The default mode network (DMN) is mainly composed of medial prefrontal cortex and PCC, both located along the brain’s midline, together with inferior parietal and medial temporal regions, which is comprised of regions that are most active during rest, and is suggested to be involved in self-referential processes.36 The DMN has been shown to be abnormal in depression patients.37 We found decreased ALFF value in PCC within DMN with MDD (including TRD and non-TRD) compared to HCs, which are correlated positively with the immediate memory and language in depression. Some previous studies have reported similar results: one study found significantly reduced correlation between the precuneus/posterior cingulate cortex (P/PCC) and the bilateral caudate in depression compared with controls,38 another research39 demonstrated dissociation between posterior and anterior functional connectivity within DMNs in first-episode, treatment-naive young adults with MDD, which suggest that increased functional connectivity in anterior medial cortex and decreased functional connectivity in posterior medial regions. However, a large proportion of MDD studies have reported increased DMN in MDD: using seed-based correlation, functional connectivity between PCC and subgenual anterior cingulate cortexhas been found to be increased.40,41 Discrepancy in results may be ascribed differences in sample size, scanning and analysis methods, clinical variations in medication status.
In the present study, compared with non-TRD subjects, TRD patients showed greater ALFF value in right sensory/somatomotor hand, temporal lobe and left default mode network (LDLPFC), the MDD patients’ HAMD score is uncorrelated with abnormal ALFF value. Convergent evidence from functional brain imaging and therapeutics suggests that depression is associated with dysfunction in several functionally integrated pathways, including somatosensory areas, temporal lobe and LDLPFC. The ENIGMA Major Depressive Disorder Working Group research shows MDD had lower total surface area in somatosensory areas by 20 cohorts worldwide.42 Reza Tadayonnejad’s results revealed abnormal alterations in ALFF in affective networks, corticostriatal circuits and motor/somatosensory networks, the significant positive correlation was found between higher frequency fALFF values in left somatosensory network and depression severity.43 A review44 summarized that the overall function of the anterior temporal lobe may be for semantic processing that is personally, socially or emotionally relevant. Another research showed MDD patients had significantly increased connectivity between medial thalamus and temporal areas, furthermore thalamo-temporal connectivity and severity of symptoms was positive correlation.45 The involvement of the LDLPFC specific in TRD was furthermore confirmed by the improving clinical symptoms through theta burst stimulation.11 Another study shows10 TRD is associated with disrupted functional connectivity mainly in thalamo-cortical circuits, while non-TRD is associated with the limbic system. Animal studies46 show that stress, through corticosteroid secretion, negatively modulates 5-HT1A receptors in the limbic system and is associated with alterations of corticoid receptor balance. Possible explanation is that the limbic system is also the target of standard antidepressants. Dysfunctional of somatosensory areas, right auditory (temporal) and left default mode network (LDLPFC) may be a marker for specific psychopathologies symptoms of TRD, that may be the reason that pharmacological treatment is effective in only one clinical group even though both groups show changed brain functioning.

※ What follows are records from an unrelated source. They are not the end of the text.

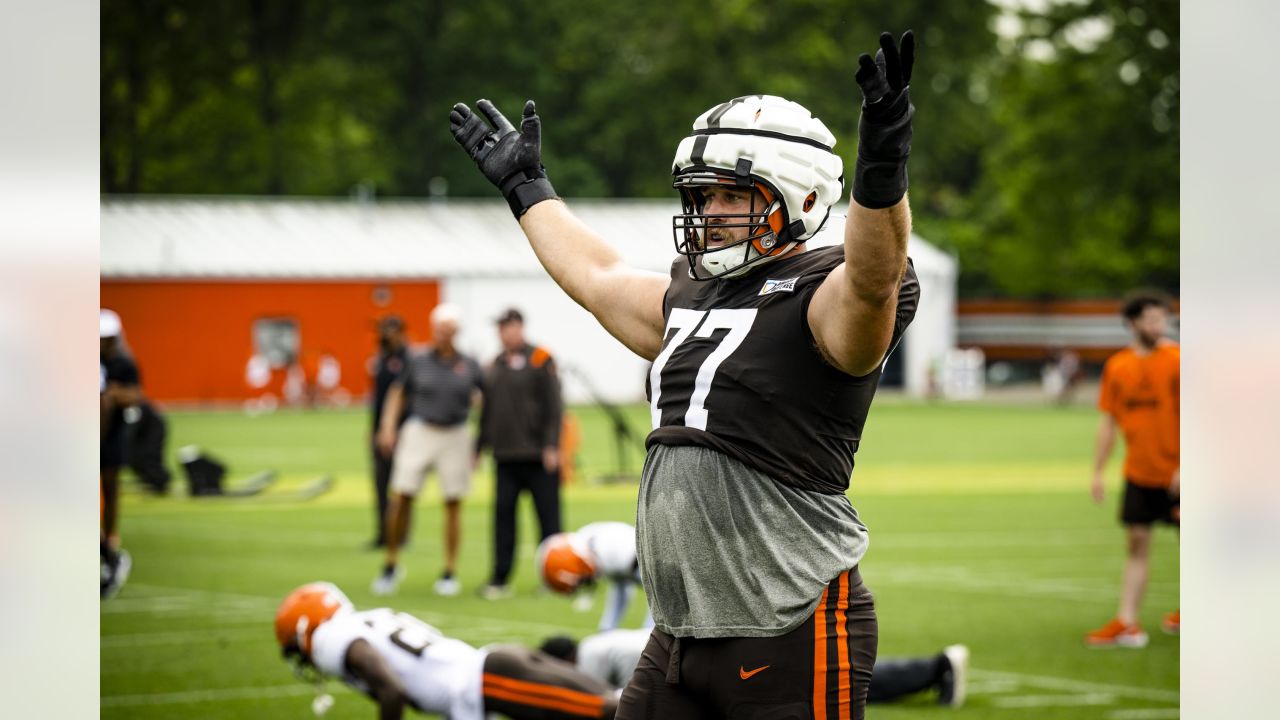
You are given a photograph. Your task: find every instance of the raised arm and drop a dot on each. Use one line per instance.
(626, 301)
(853, 310)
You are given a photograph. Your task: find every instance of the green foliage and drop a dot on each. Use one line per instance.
(982, 533)
(1048, 173)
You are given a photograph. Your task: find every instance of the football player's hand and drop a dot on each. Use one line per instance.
(885, 81)
(885, 128)
(508, 158)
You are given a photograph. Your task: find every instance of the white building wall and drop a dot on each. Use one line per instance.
(589, 358)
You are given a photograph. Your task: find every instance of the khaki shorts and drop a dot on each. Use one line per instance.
(423, 447)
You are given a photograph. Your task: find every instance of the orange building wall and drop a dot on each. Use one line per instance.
(192, 340)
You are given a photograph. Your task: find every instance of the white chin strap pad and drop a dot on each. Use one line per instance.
(725, 260)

We found that non-TRD but not TRD showed altered ALFF in left sensory/somatomotor hand, right auditory (insula), right fronto-parietal task control, right subcortical, in left fronto-parietal task control and right fronto-parietal task control. One possibility is that diversity of symptoms in non-TRD, and these areas are also the target of standard antidepressants. For example, the insula is believed mediate interpretation of sensory information from the body that contributes to emotional states.47 Therefore, abnormal activity of the insula might underlie such depressive symptoms as somatic complaints and negative bias in interpreting bodily feedback.
Several main limitations should be considered in interpreting these results. First, due to the heterogeneous of depression, other factors that were not studied in our study may yet influence findings, such as age of onset. Second, the fMRI data of post-treatment were lacking because some patients refused to undergo fMRI scans again.Most patients believe depression has nothing to do with brain, and a small number of patients because of lack of time.Therefore, these function change dynamically after therapy remains to be established in longitudinal studies. Lastly, because of the relatively small sample size in this research, there was not enough data to examine neural network differences between the no-TRD and TRD. A larger sample size could help to clarify the neuromechanisms of TRD.
Conclusion
In conclusion, based on 264 putative functional areas atlas, we used the ALFF measure to test the difference of the baseline amplitude of intrinsic brain activity in non-TRD relative to TRD. We detected that TRD patient exhibits greater ALFF value in the right sensory/somatomotor hand, temporal lobe and DLPFC,dysfunction of that may be a marker for specific psychopathologies symptoms of the TRD.
Acknowledgments
We thank all the subjects who participated in this study. This study was funded by the National Natural Science Foundation of China (81471379 and 81701345),and the National Key Research and Development Program of China (2016YFC1307103).
Disclosure
The authors report no conflicts of interest in this work.
References
- 1.Murray CJ, Vos T, Lozano R, et al. Disability-adjusted life years (DALYs) for 291 diseases and injuries in 21 regions, 1990–2010: a systematic analysis for the Global Burden of Disease Study 2010. Lancet. 2012;380:2197–2223. doi: 10.1016/S0140-6736(12)61689-4 [DOI] [PubMed] [Google Scholar]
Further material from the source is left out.